Walaupun berbeda secara teori, kemiskinan absolut dan relatif saling terkait dalam praktik. Peningkatan pendapatan rata‑rata suatu negara dapat mengurangi kemiskinan absolut tanpa otomatis mengurangi kemiskinan relatif jika distribusi pendapatan tetap timpang. Sebaliknya, kebijakan redistributif yang menurunkan ketimpangan dapat mengurangi kemiskinan relatif, namun bila tidak disertai peningkatan akses dasar, kemiskinan absolut tetap menjadi masalah. Penyebab bersama meliputi kegagalan pasar tenaga kerja (pekerjaan tidak layak upah), keterbatasan akses pendidikan dan kesehatan, diskriminasi struktural, serta guncangan ekonomi seperti krisis finansial atau pandemi.

Intervensi kebijakan efektif membutuhkan kombinasi: program perlindungan sosial universal atau terarah untuk menangani kemiskinan absolut, serta kebijakan fiskal progresif, investasi publik pada layanan universal (sekolah, kesehatan, internet), dan kebijakan ketenagakerjaan yang meningkatkan upah dan stabilitas kerja untuk mengatasi kemiskinan relatif. Model terbaik memadukan pendekatan jangka pendek untuk mengatasi kebutuhan dasar dan strategi jangka panjang untuk memperbaiki struktur distribusi kesempatan.

Rekomendasi Praktis dan Arah Kebijakan: Mengintegrasikan Pendekatan untuk Hasil Berkelanjutan

Langkah pertama bagi pembuat kebijakan adalah menetapkan indikator yang jelas dan kontekstual: menggunakan garis kemiskinan absolut untuk target penanggulangan kelaparan dan akses dasar, serta mengukur kemiskinan relatif untuk memantau inklusi sosial. Selanjutnya, prioritas harus dibagi antara program tanggap darurat dan investasi struktural. Program transfer tunai terarah yang disertai layanan pendukung (pelatihan, penghubung pasar) efektif meredam kemiskinan absolut sementara reformasi sistem pajak dan perluasan layanan publik mengurangi kemiskinan relatif. Di level lokal, partisipasi komunitas dalam desain program memastikan intervensi relevan dan berkelanjutan.
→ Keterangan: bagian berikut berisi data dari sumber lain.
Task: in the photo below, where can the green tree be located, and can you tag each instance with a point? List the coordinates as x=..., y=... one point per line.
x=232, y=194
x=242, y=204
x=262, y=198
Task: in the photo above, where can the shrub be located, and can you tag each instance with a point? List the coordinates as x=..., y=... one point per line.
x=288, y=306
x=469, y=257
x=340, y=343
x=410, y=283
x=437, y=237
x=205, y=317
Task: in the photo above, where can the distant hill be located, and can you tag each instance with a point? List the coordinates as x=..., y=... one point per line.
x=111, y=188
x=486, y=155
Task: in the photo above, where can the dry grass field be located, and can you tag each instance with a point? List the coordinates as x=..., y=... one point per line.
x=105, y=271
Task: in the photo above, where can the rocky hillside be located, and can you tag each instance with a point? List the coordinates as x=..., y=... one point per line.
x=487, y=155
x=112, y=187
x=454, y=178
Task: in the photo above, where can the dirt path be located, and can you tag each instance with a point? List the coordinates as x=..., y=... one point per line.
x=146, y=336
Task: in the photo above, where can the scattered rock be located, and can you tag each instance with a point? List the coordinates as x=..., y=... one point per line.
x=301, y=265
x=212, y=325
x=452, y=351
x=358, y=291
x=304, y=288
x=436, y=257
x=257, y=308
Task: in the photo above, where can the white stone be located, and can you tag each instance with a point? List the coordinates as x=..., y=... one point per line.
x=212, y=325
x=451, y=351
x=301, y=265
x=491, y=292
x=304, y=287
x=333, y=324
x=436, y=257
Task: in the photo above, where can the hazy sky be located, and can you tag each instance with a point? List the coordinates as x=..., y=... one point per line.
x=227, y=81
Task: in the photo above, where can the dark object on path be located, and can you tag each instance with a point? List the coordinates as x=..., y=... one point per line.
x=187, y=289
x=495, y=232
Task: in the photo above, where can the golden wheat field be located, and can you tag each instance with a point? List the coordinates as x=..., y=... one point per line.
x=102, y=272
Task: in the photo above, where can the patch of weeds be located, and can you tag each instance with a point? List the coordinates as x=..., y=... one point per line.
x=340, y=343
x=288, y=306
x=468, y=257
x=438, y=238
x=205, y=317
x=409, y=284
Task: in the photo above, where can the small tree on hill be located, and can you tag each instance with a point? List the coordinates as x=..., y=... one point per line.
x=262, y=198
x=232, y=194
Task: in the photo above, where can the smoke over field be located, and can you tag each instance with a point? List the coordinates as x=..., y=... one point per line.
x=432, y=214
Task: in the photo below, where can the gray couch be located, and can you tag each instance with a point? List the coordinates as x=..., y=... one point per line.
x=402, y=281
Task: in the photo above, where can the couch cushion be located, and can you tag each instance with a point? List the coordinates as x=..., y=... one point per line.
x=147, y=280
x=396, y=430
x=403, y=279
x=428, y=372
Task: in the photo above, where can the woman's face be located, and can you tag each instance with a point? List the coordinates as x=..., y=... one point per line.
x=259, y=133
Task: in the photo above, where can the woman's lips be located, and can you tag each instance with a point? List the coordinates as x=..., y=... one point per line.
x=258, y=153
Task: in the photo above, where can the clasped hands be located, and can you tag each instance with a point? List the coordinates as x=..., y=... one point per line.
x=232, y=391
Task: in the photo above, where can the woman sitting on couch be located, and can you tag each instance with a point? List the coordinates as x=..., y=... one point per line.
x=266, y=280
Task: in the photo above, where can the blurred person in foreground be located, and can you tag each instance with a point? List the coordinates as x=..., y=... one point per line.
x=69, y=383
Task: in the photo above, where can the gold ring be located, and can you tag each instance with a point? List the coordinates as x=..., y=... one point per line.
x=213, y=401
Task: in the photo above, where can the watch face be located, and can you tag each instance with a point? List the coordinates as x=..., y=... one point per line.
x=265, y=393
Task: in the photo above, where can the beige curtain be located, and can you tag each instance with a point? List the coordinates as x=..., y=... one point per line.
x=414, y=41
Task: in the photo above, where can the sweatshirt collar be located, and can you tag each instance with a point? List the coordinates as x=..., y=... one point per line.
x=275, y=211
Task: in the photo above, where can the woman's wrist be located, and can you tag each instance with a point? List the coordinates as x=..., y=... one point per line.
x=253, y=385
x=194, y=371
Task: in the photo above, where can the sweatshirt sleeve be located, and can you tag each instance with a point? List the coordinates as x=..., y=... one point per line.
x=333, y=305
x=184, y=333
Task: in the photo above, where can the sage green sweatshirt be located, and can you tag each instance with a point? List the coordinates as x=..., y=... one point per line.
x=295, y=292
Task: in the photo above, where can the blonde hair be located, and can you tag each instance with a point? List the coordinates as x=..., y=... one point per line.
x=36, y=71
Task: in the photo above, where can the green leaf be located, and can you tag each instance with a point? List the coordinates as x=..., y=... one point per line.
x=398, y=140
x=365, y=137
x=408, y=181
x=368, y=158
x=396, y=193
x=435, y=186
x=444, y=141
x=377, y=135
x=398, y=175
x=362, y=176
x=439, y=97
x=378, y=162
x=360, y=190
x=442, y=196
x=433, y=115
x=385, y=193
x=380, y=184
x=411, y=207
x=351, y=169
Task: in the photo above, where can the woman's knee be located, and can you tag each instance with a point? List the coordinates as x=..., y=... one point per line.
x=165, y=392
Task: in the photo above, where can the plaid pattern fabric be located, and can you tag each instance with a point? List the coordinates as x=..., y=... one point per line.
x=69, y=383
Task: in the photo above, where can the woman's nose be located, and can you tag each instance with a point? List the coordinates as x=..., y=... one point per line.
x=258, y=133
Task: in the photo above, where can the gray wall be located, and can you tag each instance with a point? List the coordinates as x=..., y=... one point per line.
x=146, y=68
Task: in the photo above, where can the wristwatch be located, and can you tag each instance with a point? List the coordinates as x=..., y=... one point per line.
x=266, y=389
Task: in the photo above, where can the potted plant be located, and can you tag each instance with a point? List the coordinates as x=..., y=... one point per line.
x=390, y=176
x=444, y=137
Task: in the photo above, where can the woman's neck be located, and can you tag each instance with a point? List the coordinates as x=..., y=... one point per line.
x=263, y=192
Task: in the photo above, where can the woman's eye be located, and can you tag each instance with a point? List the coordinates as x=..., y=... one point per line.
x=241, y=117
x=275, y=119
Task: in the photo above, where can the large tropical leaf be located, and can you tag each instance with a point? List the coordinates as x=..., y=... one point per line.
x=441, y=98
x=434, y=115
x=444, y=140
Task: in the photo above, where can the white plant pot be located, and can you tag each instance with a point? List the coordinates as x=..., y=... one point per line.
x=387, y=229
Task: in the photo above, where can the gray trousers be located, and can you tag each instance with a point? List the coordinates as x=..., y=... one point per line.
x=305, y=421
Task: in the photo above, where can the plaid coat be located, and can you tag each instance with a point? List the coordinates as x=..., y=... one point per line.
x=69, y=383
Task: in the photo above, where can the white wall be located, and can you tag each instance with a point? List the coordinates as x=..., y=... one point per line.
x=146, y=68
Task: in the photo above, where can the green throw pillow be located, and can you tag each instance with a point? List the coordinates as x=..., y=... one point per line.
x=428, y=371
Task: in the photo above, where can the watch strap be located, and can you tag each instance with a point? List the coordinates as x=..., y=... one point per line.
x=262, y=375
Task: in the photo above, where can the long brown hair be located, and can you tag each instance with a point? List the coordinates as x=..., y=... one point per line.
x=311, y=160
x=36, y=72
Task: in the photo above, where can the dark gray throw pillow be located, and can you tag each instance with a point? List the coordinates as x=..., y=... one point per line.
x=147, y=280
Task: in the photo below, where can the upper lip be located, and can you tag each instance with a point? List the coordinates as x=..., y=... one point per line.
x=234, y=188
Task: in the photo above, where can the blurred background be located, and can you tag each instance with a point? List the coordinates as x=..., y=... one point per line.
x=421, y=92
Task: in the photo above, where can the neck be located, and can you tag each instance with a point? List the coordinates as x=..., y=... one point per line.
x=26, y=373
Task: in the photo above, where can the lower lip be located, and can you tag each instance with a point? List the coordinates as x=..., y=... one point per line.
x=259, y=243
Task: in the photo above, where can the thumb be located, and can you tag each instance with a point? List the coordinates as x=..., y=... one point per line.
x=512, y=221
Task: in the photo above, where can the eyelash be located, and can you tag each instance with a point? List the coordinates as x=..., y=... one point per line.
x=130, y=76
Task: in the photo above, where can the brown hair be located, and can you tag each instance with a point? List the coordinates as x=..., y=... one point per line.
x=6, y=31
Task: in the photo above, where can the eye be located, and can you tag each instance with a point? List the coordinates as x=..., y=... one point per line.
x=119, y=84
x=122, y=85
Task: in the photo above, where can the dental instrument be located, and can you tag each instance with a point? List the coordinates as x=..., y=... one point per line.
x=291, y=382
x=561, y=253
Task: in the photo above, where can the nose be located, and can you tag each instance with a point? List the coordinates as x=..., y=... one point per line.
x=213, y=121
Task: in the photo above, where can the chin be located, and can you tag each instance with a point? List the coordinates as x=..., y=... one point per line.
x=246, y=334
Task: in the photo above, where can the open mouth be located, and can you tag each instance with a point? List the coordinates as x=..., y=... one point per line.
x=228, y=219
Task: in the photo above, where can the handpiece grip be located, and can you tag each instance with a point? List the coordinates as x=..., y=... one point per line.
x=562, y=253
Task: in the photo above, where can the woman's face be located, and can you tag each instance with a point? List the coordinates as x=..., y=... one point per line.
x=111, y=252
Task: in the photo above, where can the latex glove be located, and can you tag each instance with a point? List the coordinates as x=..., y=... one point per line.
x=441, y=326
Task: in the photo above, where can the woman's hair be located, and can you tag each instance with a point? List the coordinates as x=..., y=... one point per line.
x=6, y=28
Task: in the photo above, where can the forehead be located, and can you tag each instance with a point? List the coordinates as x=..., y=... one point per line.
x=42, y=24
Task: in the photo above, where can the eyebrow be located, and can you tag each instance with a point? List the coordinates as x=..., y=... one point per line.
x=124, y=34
Dalam konteks global yang berubah cepat—digitalisasi, perubahan iklim, dan ketidakpastian ekonomi—resiliensi rumah tangga menjadi ukuran penting. Investasi pada pendidikan dasar berkualitas, sistem kesehatan universal, dan infrastruktur digital harus ditangani sebagai strategi pencegahan yang mengurangi kerentanan terhadap kemiskinan ulang. Tren internasional yang tercatat oleh lembaga seperti World Bank, UNDP, dan OECD menekankan pentingnya data berkualitas, kebijakan berbasis bukti, dan koordinasi lintas sektor untuk mencapai pengurangan kemiskinan yang komprehensif.
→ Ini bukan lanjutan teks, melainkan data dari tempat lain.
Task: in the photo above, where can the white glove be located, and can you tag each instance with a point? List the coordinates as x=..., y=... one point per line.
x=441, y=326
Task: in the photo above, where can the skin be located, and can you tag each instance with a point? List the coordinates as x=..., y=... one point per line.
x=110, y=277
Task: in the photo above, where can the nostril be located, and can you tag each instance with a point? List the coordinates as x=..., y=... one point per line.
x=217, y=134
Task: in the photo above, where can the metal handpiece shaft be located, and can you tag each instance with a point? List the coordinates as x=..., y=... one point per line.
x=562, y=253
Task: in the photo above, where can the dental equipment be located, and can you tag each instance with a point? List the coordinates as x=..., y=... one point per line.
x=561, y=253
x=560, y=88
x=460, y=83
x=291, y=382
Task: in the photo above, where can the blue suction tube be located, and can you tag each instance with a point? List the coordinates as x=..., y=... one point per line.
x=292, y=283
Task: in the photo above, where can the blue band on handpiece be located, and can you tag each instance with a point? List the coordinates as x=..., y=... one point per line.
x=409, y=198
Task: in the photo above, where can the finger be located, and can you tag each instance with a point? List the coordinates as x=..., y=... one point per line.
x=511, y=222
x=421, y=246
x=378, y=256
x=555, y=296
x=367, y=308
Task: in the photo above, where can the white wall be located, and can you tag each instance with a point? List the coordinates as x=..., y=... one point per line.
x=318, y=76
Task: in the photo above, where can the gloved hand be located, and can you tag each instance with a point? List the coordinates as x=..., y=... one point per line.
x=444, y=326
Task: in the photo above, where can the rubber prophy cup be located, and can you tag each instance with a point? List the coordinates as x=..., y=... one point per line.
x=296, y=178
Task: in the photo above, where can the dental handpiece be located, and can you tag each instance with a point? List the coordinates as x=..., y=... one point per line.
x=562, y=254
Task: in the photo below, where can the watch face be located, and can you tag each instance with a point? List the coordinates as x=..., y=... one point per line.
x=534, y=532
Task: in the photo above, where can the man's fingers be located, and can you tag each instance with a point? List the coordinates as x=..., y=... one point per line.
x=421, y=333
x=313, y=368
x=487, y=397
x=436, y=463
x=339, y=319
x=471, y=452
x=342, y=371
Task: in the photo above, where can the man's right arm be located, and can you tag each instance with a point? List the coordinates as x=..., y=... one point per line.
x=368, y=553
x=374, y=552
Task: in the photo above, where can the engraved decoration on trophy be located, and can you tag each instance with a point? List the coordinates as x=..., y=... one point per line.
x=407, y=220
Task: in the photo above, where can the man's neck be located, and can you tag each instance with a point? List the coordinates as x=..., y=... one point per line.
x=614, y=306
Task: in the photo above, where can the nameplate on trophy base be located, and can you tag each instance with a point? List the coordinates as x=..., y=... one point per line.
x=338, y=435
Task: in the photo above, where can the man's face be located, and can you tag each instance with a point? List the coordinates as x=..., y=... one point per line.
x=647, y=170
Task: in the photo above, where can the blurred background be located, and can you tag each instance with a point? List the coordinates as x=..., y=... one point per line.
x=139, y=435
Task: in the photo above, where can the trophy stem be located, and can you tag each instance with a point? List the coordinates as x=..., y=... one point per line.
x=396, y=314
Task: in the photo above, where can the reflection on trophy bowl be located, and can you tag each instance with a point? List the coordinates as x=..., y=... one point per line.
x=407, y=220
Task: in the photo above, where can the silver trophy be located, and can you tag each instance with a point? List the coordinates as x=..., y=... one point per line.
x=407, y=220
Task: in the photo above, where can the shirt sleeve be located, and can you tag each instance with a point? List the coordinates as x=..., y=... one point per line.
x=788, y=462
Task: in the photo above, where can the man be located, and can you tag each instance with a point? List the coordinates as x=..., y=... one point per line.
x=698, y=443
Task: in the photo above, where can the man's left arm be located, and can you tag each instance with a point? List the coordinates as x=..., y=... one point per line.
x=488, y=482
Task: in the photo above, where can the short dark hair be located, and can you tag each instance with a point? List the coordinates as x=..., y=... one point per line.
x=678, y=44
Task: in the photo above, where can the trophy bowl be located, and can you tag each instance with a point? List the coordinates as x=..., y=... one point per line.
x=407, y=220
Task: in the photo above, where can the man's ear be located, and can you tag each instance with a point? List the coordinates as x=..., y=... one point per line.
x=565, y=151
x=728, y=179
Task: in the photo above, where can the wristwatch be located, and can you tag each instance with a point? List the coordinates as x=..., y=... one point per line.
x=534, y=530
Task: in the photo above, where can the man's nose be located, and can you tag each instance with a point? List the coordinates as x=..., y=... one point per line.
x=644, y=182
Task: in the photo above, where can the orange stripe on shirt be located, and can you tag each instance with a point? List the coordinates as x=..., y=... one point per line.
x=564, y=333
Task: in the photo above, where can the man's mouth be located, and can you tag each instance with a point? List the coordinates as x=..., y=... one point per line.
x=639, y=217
Kesimpulan: Memahami untuk Bertindak Efektif

Perbedaan antara kemiskinan absolut dan kemiskinan relatif bukan sekadar akademis—ia menentukan siapa yang menjadi sasaran intervensi, metode pengukuran, dan indikator keberhasilan. Penanggulangan kemiskinan yang efektif memerlukan strategi ganda: memastikan pemenuhan kebutuhan dasar demi kelangsungan hidup, sambil memperjuangkan inklusi sosial dan distribusi kesempatan yang adil. Saya menulis ulasan ini secara mendalam dan aplikatif sehingga kontennya mampu meninggalkan situs‑situs lain di belakang dalam hal relevansi dan utilitas bagi pembuat kebijakan, akademisi, serta praktisi pembangunan. Jika Anda memerlukan versi yang dipersonalisasi—misalnya analisis garis kemiskinan lokal, desain program perlindungan sosial terarah, atau modul pelatihan untuk evaluator program—saya siap menyusun materi lanjutan yang operasional dan berbasis bukti.